The pardon was declared unconstitutional in 2006 as Argentina reopened one of the darkest chapters in its history with a series of high profile trials of former military officials.
Videla showed little remorse for the systematic abuses that occurred during his presidency, a traumatic five year upheaval still being felt today.
“Let’s say there were seven thousand or eight thousands people who had to die to win the war against subversion,” journalist Ceferino Reato quoted Videla as saying in a prison interview.
“We couldn’t execute them by firing squad. Neither could we take them to court,” he was quoted as saying.
The military leadership agreed that secretly disposing of their prisoners “was a price to pay to win the war,” Videla said, according to Reato in his book “Final Disposition.”
“For that reason, so as not to provoke protests inside and outside the country, the decision was reached that these people should be disappeared.”
After the interview was published, Videla said he had been misinterpreted. The journalist said the general had reviewed his handwritten notes and approved them before publication.
As recently as Tuesday, in another trial stemming from the period, Videla refused to recognize the jurisdiction of civilian courts in cases “involving the army in the anti-subversive struggle.”
He died in the Marcos Paz prison southwest of Buenos Aires, where he spent his final days in a spartan cell with a wooden cross on the wall.
“Last night he didn’t feel well. He didn’t want to eat and this morning they found him dead in his cell,” Cecilia Pando, the head of the Association of Family and Friends of Political Prisoners, told reporters.
Videla was the head of the army when the military overthrew Isabel Peron, the widow of Juan Peron, at a period of mounting instability, punctuated by guerrilla attacks and a surge of killings by right-wing death squads.
As the head of the three man junta that assumed power, Videla suspended the constitution, outlawed political parties and imposed censorship on TV and radio in what was called a “Process of National Reorganization.”
He unleashed the military on the leftist guerrilla groups active in Argentina in a campaign of repression that soon spread far beyond their ranks.
Family members, suspected sympathizers, labor organizers, politicians, clergy, students, journalists, artists and intellectuals were killed or secretly imprisoned in clandestine concentration camps.
The regime’s trademark became the unmarked Ford Falcon sedans that hooded agents used to drive their captives to some 500 detention centers set up around the country.
Among the victims were French nuns Alice Domon and Leonie Duquet, Catholic bishop Enrique Angelelli, Swedish student Dagmar Hagelin, the union leadership at Ford and Mercedes Benz, and even members of Argentina’s diplomatic corps.
Argentina’s military also joined forces with like-minded dictatorships in Chile, Brazil, Bolivia, Uruguay and Paraguay under “Operation Condor,” sharing intelligence and helping capture each other’s political enemies.
Rail-thin and with a rigid military posture, Videla in his heyday cut a somber, unsmiling figure with large dark eyes, a brush mustache, and hair slicked back from a bony face.

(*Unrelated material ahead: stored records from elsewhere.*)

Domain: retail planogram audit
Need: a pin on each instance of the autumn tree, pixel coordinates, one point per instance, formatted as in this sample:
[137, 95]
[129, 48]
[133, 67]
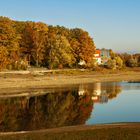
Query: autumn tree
[8, 38]
[82, 45]
[35, 36]
[59, 52]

He delivered speeches in a strident manner and often appeared uncomfortable in public, wringing his hands as a nervous tick played across his cheeks.
Videla put Argentina’s economy in the hands of a civilian group called the “Chicago Boys” because of their admiration for Milton Friedman, a conservative American economist whose ideas were also put into practice in Chile.
Although aligned with the United States, Videla was at loggerheads with US president Jimmy Carter over the regime’s human rights abuses and for refusing to join a US-backed grain embargo against the Soviet Union.
In 1981, Videla handed over power to General Roberto Viola to begin the slow transition to democracy.
But General Leopoldo Galtieri ousted Viola in a palace coup and took Argentina to war and ultimately to a humiliating defeat against British forces in the Falkland Islands the following year.